BATCH_SIZE_PER_REPLICA = 64
BATCH_SIZE = BATCH_SIZE_PER_REPLICA * strategy.num_replicas_in_sync

In [None]:
print(BATCH_SIZE)

Pixel values, which are 0-255, [have to be normalized to the 0-1 range](https://en.wikipedia.org/wiki/Feature_scaling). Define this scale in a function.

In [None]:
def scale(image, label):
  image = tf.cast(image, tf.float32)
  image /= 255

  return image, label

Apply this function to the training and test data, shuffle the training data, and [batch it for training](https://www.tensorflow.org/api_docs/python/tf/data/Dataset#batch).
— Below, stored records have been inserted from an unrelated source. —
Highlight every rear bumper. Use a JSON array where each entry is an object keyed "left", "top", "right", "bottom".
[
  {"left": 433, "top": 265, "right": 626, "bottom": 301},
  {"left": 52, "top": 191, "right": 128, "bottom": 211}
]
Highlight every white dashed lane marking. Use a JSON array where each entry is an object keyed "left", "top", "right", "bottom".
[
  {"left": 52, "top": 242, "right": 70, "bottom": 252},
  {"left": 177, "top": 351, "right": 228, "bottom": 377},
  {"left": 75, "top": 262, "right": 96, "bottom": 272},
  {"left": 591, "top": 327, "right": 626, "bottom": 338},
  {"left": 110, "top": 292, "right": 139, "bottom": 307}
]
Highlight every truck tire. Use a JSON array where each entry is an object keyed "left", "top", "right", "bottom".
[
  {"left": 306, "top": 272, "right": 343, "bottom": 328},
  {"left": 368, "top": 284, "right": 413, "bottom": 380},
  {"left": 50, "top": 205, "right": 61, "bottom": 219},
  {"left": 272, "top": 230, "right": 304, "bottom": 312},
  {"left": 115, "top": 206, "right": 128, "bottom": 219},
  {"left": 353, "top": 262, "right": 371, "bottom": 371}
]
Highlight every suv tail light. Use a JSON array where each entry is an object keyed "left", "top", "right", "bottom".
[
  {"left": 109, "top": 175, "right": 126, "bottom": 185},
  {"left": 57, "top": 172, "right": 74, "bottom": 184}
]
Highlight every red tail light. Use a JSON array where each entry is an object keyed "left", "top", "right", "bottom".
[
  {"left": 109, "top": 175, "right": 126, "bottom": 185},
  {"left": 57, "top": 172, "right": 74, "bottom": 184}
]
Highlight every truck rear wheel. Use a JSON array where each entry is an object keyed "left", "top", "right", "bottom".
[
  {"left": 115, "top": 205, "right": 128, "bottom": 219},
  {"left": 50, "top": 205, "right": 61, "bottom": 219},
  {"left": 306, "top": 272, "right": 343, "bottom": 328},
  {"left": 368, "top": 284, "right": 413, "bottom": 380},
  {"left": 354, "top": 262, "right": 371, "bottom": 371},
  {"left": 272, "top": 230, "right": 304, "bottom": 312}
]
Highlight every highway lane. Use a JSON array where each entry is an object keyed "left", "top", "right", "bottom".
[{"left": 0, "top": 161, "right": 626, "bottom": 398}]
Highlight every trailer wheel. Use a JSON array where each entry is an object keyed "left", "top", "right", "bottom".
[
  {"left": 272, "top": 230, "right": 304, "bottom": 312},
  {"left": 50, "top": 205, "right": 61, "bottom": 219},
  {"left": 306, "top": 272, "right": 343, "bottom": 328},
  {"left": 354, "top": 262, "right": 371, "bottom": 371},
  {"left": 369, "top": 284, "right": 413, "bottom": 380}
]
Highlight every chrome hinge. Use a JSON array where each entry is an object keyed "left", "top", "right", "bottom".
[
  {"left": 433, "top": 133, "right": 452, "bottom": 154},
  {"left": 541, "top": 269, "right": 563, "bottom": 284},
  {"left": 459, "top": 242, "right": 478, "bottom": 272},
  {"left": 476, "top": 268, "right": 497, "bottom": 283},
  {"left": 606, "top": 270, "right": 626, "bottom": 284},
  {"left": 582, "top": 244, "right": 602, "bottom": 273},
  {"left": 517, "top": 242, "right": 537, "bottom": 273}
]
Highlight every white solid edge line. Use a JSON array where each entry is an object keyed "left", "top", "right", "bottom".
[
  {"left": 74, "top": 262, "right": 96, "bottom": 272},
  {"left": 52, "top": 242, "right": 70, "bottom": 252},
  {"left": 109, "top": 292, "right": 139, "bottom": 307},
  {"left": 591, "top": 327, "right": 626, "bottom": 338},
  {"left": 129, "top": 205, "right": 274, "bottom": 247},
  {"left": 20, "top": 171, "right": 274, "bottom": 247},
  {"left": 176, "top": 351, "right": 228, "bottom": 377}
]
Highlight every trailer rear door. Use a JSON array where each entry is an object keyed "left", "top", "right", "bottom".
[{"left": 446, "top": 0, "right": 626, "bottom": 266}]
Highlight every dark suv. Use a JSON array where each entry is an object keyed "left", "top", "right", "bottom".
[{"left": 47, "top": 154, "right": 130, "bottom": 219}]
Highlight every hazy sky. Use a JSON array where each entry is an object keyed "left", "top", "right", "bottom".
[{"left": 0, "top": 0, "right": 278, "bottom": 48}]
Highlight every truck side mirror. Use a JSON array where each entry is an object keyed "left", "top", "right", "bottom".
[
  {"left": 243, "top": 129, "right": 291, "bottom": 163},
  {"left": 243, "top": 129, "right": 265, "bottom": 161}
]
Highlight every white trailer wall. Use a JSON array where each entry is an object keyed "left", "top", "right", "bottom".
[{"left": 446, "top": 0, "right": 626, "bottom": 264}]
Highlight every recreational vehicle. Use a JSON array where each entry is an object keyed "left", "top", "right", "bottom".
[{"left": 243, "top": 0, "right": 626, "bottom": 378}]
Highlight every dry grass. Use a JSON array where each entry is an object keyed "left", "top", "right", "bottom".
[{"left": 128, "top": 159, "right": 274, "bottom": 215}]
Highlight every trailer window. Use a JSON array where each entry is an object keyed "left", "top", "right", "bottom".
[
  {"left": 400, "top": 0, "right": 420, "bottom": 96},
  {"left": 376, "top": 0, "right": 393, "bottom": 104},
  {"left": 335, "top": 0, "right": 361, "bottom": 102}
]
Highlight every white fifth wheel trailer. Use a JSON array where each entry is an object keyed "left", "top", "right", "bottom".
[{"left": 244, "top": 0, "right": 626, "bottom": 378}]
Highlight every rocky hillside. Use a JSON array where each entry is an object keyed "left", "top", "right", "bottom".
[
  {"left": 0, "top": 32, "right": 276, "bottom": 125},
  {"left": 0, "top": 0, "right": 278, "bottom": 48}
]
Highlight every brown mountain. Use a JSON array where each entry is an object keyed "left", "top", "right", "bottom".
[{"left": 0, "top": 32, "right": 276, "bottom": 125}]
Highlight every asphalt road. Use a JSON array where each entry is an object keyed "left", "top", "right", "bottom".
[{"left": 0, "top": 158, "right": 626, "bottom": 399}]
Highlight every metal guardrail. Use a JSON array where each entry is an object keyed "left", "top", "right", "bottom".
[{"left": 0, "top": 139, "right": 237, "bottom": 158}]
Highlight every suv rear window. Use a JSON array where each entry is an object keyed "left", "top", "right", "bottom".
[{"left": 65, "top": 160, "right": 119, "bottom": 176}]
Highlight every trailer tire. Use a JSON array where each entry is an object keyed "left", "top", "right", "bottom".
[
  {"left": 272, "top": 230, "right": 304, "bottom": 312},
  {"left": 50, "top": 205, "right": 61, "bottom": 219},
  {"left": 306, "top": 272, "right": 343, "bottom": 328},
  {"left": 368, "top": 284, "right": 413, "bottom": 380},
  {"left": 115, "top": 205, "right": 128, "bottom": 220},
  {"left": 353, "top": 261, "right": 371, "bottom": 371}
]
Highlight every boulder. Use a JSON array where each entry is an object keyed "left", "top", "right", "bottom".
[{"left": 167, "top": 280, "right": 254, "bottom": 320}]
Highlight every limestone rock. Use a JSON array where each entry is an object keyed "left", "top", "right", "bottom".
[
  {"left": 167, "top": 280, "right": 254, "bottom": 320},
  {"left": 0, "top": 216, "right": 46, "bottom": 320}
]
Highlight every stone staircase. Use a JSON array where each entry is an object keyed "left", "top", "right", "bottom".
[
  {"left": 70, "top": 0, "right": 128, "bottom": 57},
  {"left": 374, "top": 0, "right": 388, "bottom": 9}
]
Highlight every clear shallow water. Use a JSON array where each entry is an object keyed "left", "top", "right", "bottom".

Notice we are also keeping an in-memory cache of the training data to improve performance.


In [None]:
train_dataset = mnist_train.map(scale).cache().shuffle(BUFFER_SIZE).batch(BATCH_SIZE)
eval_dataset = mnist_test.map(scale).batch(BATCH_SIZE)

## Create the model

Create and compile the Keras model in the context of `strategy.scope`.

In [None]:
with strategy.scope():
  model = tf.keras.Sequential([
      tf.keras.layers.Conv2D(32, 3, activation='relu', input_shape=(28, 28, 1)),
      tf.keras.layers.MaxPooling2D(),
      tf.keras.layers.Flatten(),
      tf.keras.layers.Dense(64, activation='relu'),
      tf.keras.layers.Dense(32, activation='relu'),
      tf.keras.layers.Dense(16, activation='relu'),
      tf.keras.layers.Dense(10)
  ])

  model.compile(loss=tf.keras.losses.SparseCategoricalCrossentropy(from_logits=True),
                optimizer=tf.keras.optimizers.Adam(),
                metrics=['accuracy'])

## Define the callbacks


The callbacks used here are:

*   *TensorBoard*: This callback writes a log for TensorBoard which allows you to visualize the graphs.
*   *Model Checkpoint*: This callback saves the model after every epoch.
*   *Learning Rate Scheduler*: Using this callback, you can schedule the learning rate to change after every epoch/batch.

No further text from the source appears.